Mais à ce qu’il parait, derrière la solidarité, il y a le côté obscur. Bien obscur. Le père Zanotti est dans de sales draps ! Déjà mis en examen pour association de malfaiteurs visant à escroquer les frais d’accueil des migrants, il est maintenant accusé d’abus sexuels par un clandestin, hôte de son centre d’accueil Terre promise.

Selon les enquêteurs, le couvent dans lequel frère Zanotti est deus ex machina a signalé des dépenses inexistantes, émettant ainsi de fausses factures, falsifiant le registre de présence des migrants, leur fournissant de la nourriture périmée, pour obtenir les 35 euros par jour payés par l’État pour chaque migrant hébergé. Par ailleurs, les migrants travaillaient au noir pour le compte du centre d’accueil.  

Maintenant à cette mauvaise histoire s’ajoute une autre aussi mauvaise. Et ce n’est pas une nouvelle histoire, mais quelque chose qui avait émergé il y a deux ans. Le religieux est en effet accusé d’abus sexuels par un immigré qui était un invité de la communauté de Bergame.

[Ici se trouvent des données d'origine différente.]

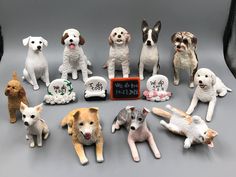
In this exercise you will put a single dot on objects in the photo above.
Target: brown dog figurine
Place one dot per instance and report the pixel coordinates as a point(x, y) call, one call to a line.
point(84, 126)
point(16, 94)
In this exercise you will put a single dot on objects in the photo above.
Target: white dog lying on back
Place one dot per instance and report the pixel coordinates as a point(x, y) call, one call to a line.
point(35, 125)
point(36, 66)
point(209, 86)
point(74, 58)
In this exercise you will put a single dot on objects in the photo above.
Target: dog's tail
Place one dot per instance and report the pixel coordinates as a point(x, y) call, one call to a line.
point(161, 112)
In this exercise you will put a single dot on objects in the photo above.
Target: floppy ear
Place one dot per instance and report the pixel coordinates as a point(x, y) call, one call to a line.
point(81, 40)
point(157, 26)
point(22, 106)
point(39, 107)
point(26, 41)
point(144, 26)
point(63, 38)
point(45, 42)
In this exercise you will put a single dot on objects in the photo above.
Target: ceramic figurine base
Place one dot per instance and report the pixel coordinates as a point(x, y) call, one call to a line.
point(60, 91)
point(157, 86)
point(95, 89)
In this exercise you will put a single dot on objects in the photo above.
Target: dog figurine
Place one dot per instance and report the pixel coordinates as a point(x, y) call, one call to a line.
point(134, 120)
point(74, 58)
point(119, 52)
point(36, 66)
point(149, 57)
point(35, 125)
point(208, 87)
point(185, 56)
point(84, 126)
point(16, 94)
point(193, 127)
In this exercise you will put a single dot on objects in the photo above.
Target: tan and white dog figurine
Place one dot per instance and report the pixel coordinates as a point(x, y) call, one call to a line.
point(74, 58)
point(209, 86)
point(134, 120)
point(185, 56)
point(35, 125)
point(193, 127)
point(119, 52)
point(84, 126)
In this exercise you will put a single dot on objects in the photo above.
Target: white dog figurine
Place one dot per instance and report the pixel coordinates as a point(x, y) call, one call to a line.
point(193, 127)
point(35, 125)
point(36, 66)
point(74, 58)
point(208, 87)
point(119, 52)
point(149, 57)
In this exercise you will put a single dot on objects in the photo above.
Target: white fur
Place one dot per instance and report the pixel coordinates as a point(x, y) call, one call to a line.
point(207, 91)
point(35, 125)
point(119, 52)
point(74, 59)
point(36, 66)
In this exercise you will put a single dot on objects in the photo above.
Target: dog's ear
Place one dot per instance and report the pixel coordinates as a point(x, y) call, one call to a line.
point(63, 38)
point(22, 106)
point(145, 111)
point(81, 40)
point(39, 107)
point(144, 26)
point(45, 42)
point(157, 27)
point(26, 41)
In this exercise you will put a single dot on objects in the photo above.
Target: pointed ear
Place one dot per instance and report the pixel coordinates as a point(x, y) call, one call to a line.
point(81, 40)
point(145, 111)
point(39, 107)
point(45, 42)
point(26, 41)
point(157, 27)
point(22, 106)
point(197, 119)
point(144, 26)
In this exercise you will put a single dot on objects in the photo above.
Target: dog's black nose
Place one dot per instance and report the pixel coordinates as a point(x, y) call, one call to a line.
point(132, 128)
point(26, 123)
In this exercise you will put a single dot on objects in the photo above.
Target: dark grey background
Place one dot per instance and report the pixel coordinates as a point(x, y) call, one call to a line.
point(95, 19)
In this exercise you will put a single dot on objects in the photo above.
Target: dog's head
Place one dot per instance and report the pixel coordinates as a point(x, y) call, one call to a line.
point(86, 122)
point(137, 116)
point(30, 115)
point(35, 43)
point(184, 41)
point(204, 78)
point(72, 38)
point(14, 87)
point(205, 134)
point(150, 35)
point(119, 36)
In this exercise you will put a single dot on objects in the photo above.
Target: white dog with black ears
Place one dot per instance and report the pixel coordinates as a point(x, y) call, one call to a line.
point(36, 66)
point(74, 58)
point(209, 86)
point(119, 52)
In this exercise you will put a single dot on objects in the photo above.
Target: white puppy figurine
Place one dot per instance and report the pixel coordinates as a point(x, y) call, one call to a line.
point(149, 57)
point(35, 125)
point(119, 52)
point(74, 58)
point(209, 86)
point(36, 66)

En juillet il y a deux ans, tel que le rapporta le Corriere della Sera, le garçon soutint avoir été maltraité dans la communauté de Zanotti (qui accueille des réfugiés et des mineurs en difficulté), attirant l’attention des autorités sur des petits films et des photographies pornographiques, déposés à la fois au parquet de Rome qu’au Vatican, assortis d’une plainte pour violences sexuelles. Sur ces supports, le frère capucin est en compagnie d’un garçon. L’étranger raconte, en gros, qu’il a été contraint, sous la menace de coups et de chantage, de devenir l’amant du père Zanotti.

Qu’ont fait le pape François et la Curie, si prompts cependant à anathémiser quiconque s’oppose à l’invasion migratoire, en défense du migrant ? Rien ! Durant ces deux années aucune mesure radicale des autorités ecclésiastiques n’est arrivée. Les Capucins, ordre auquel appartient Zanotti, ont juste émis une  déclaration dans laquelle ils se distanciaient du père, qui continue pourtant à porter l’habit franciscain.

Avec l’arrestation pour fraude le 16 juin dernier du père Zanotti et de deux autres gestionnaires de la coopérative Terre promise, les enquêteurs se penchent plus sérieusement sur le témoignage du jeune migrant qui raconte : « le père Zanotti a commencé à me faire des cadeaux chers, il m’a promis un travail rémunéré et, si j’avais consenti à ses demandes […] il m’a menacé que sans lui j’aurais passé ma vie au milieu de la route avec les désespérés… Et il m’a forcé à prendre du Viagra (une fois il m’a même fait avaler trois comprimés) pour qu’il puisse se satisfaire… »

Le père Zanotti résume à lui seul l’hypocrisie de la bien-pensance et de l’humanitarisme modernes… mais aussi la dérive immorale de bien des clercs de cette Eglise conciliaire anthropocentrique ayant substitué l’amour des hommes à l’Amour de Dieu.